#!watchflakes
post <- pkg == "cmd/cgo/internal/testsanitizers" && test == "TestTSAN" && `exited with signal: segmentation fault`

Issue created automatically to collect these failures.

Example (log):

--- FAIL: TestTSAN (7.58s)
    --- FAIL: TestTSAN/tsan (1.49s)
        tsan_test.go:77: /workdir/tmp/TestTSAN2652834654/tsan exited with signal: segmentation fault

watchflakes

Comment From: gopherbot

Found new dashboard test flakes for:

#!watchflakes
default <- pkg == "cmd/cgo/internal/testsanitizers" && test == "TestTSAN"
2023-08-17 23:32 linux-amd64-race go@60dd8311 cmd/cgo/internal/testsanitizers.TestTSAN (log) --- FAIL: TestTSAN (7.58s) --- FAIL: TestTSAN/tsan (1.49s) tsan_test.go:77: /workdir/tmp/TestTSAN2652834654/tsan exited with signal: segmentation fault

watchflakes

Comment From: mknyszek

This isn't very actionable at the moment. We'll wait for more failures.

Comment From: laboger

It seems odd to be building TestTSAN with the -race option. Those tests link in the gcc thread sanitizer library and the -race option links in the LLVM thread sanitizer code from the race syso file. Should they be expected to work together?

Comment From: ianlancetaylor

That is a good point. This will link together two different copies of the TSAN code. The TSAN code has the same sources, so it will often work, but if there are version discrepancies anything could happen.

Comment From: gopherbot

Change https://go.dev/cl/524896 mentions this issue: cmd/cgo/internal/testsanitizers: don't test a sanitizer we are using

Comment From: bcmills

@laboger, what leads you to believe that the binaries built by the test are linking in both sanitizers?

As far as I can tell, the configure function doesn't take into account the settings with which the test binary itself was built. (But perhaps it should?)

Or maybe these settings are leaking in through an env file or a GOFLAGS environment variable? (But I don't see a GOFLAGS variable in the environment logged in https://build.golang.org/log/790a7852a56dfa511475f6e00e42da18cbc23a26.)

Comment From: laboger

@laboger, what leads you to believe that the binaries built by the test are linking in both sanitizers?

I was involved in adding the support for the -race option on ppc64le, so I know the -race option causes the .syso files from runtime/race to be linked into the binaries. Those syso files are built from LLVM's thread sanitizer code.

In the last year or so I had to debug some of the TestTSAN tests on ppc64le because we were seeing flaky results and discovered that those tests were using cgo to link in the sanitizer libraries that come with gcc.

For example, cmd/cgo/internal/testsanitizers/testdata/tsan.go and all the other tsan tests in this directory contain something like this:

package main

// This program produced false race reports when run under the C/C++
// ThreadSanitizer, as it did not understand the synchronization in
// the Go code.

/*
#cgo CFLAGS: -fsanitize=thread
#cgo LDFLAGS: -fsanitize=thread

These flags cause the gcc sanitizer library code to be linked in.

Comment From: bcmills

I know the -race option causes the .syso files from runtime/race to be linked into the binaries.

I agree that that is correct.

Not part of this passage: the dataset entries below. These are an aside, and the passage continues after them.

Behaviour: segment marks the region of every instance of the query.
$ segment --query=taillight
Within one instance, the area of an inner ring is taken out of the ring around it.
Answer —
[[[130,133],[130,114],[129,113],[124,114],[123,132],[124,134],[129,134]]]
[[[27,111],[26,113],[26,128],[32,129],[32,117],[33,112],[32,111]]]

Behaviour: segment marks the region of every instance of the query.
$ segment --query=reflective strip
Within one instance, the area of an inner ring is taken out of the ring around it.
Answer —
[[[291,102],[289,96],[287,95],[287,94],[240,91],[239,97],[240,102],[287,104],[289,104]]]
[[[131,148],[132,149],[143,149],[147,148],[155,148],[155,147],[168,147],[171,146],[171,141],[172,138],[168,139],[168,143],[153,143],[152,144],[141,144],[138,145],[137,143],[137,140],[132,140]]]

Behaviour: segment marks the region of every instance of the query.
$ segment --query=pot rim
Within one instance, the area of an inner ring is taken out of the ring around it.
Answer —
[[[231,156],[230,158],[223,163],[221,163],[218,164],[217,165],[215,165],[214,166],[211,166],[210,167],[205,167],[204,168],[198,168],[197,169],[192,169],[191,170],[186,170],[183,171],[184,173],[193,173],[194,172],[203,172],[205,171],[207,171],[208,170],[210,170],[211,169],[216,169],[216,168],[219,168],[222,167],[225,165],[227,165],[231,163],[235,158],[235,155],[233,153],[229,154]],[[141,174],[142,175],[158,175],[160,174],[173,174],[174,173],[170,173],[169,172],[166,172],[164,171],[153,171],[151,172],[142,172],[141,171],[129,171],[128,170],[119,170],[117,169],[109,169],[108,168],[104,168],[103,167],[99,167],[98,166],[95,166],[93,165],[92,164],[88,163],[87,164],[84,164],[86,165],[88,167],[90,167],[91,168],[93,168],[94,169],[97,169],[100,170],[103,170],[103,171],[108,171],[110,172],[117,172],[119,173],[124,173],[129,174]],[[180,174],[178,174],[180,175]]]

However, I don't see how the -race option would be set for the binaries built by cmd/cgo/internal/testsanitizers.TestTSAN, unless it crept in via GOFLAGS or .config/go/env (which AFAICT is not the case for the failures reported here by watchflakes).

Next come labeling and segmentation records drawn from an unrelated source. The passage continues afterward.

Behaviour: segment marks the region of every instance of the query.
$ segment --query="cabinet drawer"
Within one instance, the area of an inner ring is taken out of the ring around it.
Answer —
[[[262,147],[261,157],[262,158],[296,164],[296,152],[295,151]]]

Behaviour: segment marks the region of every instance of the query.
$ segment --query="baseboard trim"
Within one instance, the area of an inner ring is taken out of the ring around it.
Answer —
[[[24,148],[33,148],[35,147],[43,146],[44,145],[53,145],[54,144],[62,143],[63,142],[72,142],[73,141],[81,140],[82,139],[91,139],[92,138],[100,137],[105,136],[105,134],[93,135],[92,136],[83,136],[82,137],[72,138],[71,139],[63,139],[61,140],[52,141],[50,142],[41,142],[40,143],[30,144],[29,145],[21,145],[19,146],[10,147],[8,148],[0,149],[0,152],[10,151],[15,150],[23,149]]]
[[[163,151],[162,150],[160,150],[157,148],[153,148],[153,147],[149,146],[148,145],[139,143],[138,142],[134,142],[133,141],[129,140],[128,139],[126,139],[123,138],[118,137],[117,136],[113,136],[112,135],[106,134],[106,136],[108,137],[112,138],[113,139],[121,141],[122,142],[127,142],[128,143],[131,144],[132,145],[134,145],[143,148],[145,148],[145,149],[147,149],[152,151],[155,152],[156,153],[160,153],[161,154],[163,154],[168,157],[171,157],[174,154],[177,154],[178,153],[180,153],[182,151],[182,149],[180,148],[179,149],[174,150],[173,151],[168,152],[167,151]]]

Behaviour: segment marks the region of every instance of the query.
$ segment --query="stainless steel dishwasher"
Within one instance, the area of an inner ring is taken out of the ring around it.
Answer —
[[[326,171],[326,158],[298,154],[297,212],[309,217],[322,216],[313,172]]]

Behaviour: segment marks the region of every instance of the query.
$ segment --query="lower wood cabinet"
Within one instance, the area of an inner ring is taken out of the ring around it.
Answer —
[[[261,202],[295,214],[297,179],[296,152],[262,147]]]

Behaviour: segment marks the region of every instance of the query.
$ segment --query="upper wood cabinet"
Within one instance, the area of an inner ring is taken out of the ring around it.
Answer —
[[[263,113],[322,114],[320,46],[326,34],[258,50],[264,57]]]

Those binaries are built by calling go build here: https://cs.opensource.google/go/go/+/master:src/cmd/cgo/internal/testsanitizers/tsan_test.go;l=68;drc=a674ab1961ca75d902ebbdf0a3d363501fd017ae

Comment From: laboger

In the case above where you show the failures, it is running on the linux-amd64-race builder? Doesn't that mean it is running everything with the -race option? Maybe I misunderstood what that means.

Comment From: bcmills

The -race builder does indeed build all of the packages and tests using the -race option. So the testsanitizers.test binary itself is built with -race and linked against the .syso files.

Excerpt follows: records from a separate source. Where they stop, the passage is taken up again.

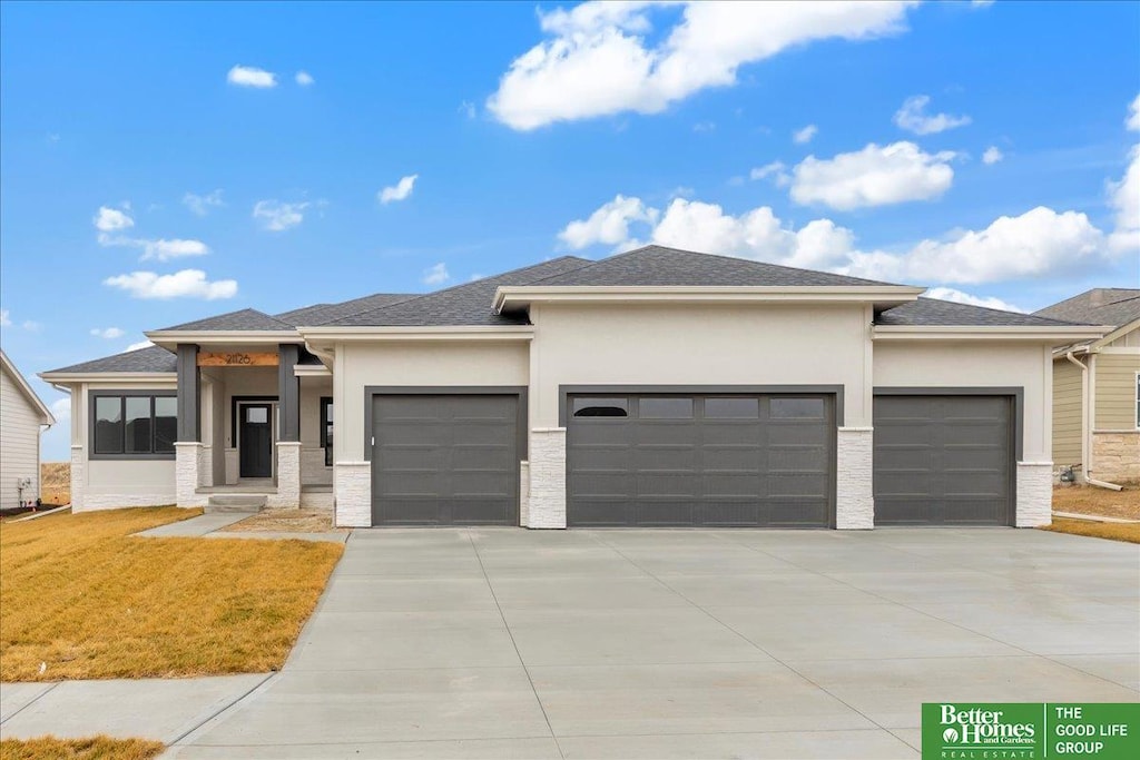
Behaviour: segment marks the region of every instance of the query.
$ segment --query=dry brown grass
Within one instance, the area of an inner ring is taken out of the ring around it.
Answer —
[[[1140,520],[1140,488],[1109,491],[1094,485],[1058,487],[1053,489],[1053,512]]]
[[[1088,520],[1054,517],[1052,525],[1045,525],[1041,530],[1140,544],[1140,523],[1094,523]]]
[[[347,533],[347,528],[333,528],[333,515],[327,509],[266,509],[225,531],[259,532],[283,531],[290,533]]]
[[[150,760],[165,749],[162,742],[145,738],[6,738],[0,742],[0,760]]]
[[[71,504],[71,463],[40,463],[40,499],[57,507]]]
[[[198,513],[115,509],[0,525],[0,680],[280,668],[343,547],[130,537]]]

However, testsanitizers.test itself calls out to go build to build another binary, which it then runs in order to perform the actual test. And that other binary is not built with -race, because nothing in the test (or the builder environment) causes that to happen.

Comment From: mknyszek

It's been almost a full year since this has happened, so I'm closing optimistically. It'll reopen if it happens again.